Monday, 20 August 2007

Indian Mee Goreng



Oh! yes...this is my favourite mee goreng. When I was young & living in Penang, I used to buy the fritter where it was slit in the centre and stuff with shreded sengkuang, cucumber and blanched taugeh. Finally some sauce will be poured into the fritter. We used to called it "tikus" as it was shaped like a little rat.
Thanks to Winnie for making us the homemade noodles.

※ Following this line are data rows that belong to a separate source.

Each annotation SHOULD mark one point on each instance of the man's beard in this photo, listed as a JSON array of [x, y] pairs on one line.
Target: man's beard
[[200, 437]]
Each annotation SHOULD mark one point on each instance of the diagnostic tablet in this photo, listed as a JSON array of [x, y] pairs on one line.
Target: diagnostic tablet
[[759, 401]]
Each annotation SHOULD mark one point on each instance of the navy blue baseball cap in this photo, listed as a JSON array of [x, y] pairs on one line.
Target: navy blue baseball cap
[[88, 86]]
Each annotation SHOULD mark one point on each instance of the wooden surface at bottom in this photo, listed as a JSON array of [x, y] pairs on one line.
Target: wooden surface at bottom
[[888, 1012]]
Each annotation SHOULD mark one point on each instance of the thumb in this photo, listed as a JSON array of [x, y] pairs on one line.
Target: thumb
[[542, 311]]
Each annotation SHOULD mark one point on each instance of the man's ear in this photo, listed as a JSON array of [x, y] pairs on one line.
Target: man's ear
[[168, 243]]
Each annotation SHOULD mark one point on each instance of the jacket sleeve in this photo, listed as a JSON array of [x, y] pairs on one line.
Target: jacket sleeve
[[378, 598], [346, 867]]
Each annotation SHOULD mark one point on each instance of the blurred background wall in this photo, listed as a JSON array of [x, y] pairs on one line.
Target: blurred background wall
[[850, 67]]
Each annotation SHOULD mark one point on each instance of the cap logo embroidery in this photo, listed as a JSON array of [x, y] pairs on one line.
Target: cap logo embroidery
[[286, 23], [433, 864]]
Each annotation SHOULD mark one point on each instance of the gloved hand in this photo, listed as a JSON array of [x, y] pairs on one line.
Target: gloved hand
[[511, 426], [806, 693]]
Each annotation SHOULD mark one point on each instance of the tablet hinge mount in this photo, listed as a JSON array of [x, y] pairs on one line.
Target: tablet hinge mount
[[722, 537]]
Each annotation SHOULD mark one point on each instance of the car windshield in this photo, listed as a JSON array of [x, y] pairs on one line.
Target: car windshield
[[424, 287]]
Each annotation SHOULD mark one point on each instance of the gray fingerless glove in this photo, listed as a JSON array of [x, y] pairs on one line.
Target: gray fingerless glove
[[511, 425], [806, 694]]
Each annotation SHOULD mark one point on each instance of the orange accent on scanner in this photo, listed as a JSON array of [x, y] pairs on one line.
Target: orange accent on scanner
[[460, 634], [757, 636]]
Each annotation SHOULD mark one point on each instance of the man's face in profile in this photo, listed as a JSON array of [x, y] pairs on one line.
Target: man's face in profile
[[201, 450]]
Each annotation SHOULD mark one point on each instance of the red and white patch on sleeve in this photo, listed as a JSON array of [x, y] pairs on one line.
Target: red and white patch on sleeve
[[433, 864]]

Ingedients for the fritters:
  • 175g plain flour, sifted
  • 1/2 tsp salt
  • 1/2 tsp sugar
  • 1/2 tsp baking powder
  • 130 ml water
  • 1 tbsp finely chopped green chilli
  • 1/2 medium size onion, finely chopped
  • extra plain flour for dusting hand
  • enough oil for deep frying
Method:
Combine flour, salt, sugar, baking soda in a mixing bowl. Gradually add in water to mix into a dough. Set aside to rest for 1 hour.
Mix in the green chilli and onion. Dust hand with the extra flour and shape the dough into ablong shape for about 3" in lenghts. Taper the ends.
Heat wok with oil and deep fry the fritters until golden brown. Drain well and cut into slanting pieces.
Ingredients for the sauce:
Spices-ground and combine:
  • 7 shallots
  • 2 cloves garlic
  • 4 dried chillies, soaked until soft
  • 2 fresh red chillies
  • 1/2 tsp belacan
(A)
  • 75g mashed sweet potatoes
  • 75g gula melaka
  • 2 tbsp tamarind, mixed with 50 ml water and squeezed for juice
  • 125g roasted peanuts, pounded
  • 600ml water
  • salt to taste
  • 4 tbsp oil
Method:
Heat oil and fry ground ingredients until fragrant. Add in A and simmer until the gravy turns thick.
Ingredients for frying the noodle:
  • 1 packet noodles. Here I used the egg noodles that available in supermarket
  • 150g taugeh.
  • 2 medium size potatoes, boiled and cut into 1/2 cm thick slices
  • deep fried firm beancurd. Use only half block. Cut into about 1cm square
  • 3 eggs
  • 3 fritters ( ingredients and method is as above), sliced 1cm slantly.
  • 3 tbsp dep fried shallots
  • some curly leaves for garnishing, slice thinly
  • some lime wedges
  • 3 tbsp oil
Method:
Heat the wok until hot. Put in the noodles and 21/2 cups of the rojak sauce ( ingredents and method is as above). Stir to coat well. Add in the fritters, potatoes, beancurd and taugeh. Stir well again for about 2 minutes.
Move the noodles to the side of the wok and break the eggs into the empty space of the wok. Scramble well and cover the noodles over the egg. Leave for 1 minutes and stir well.
Dish out to a serving plate and garnish with deep fried shallots, curly leaf and 1 lime wedges.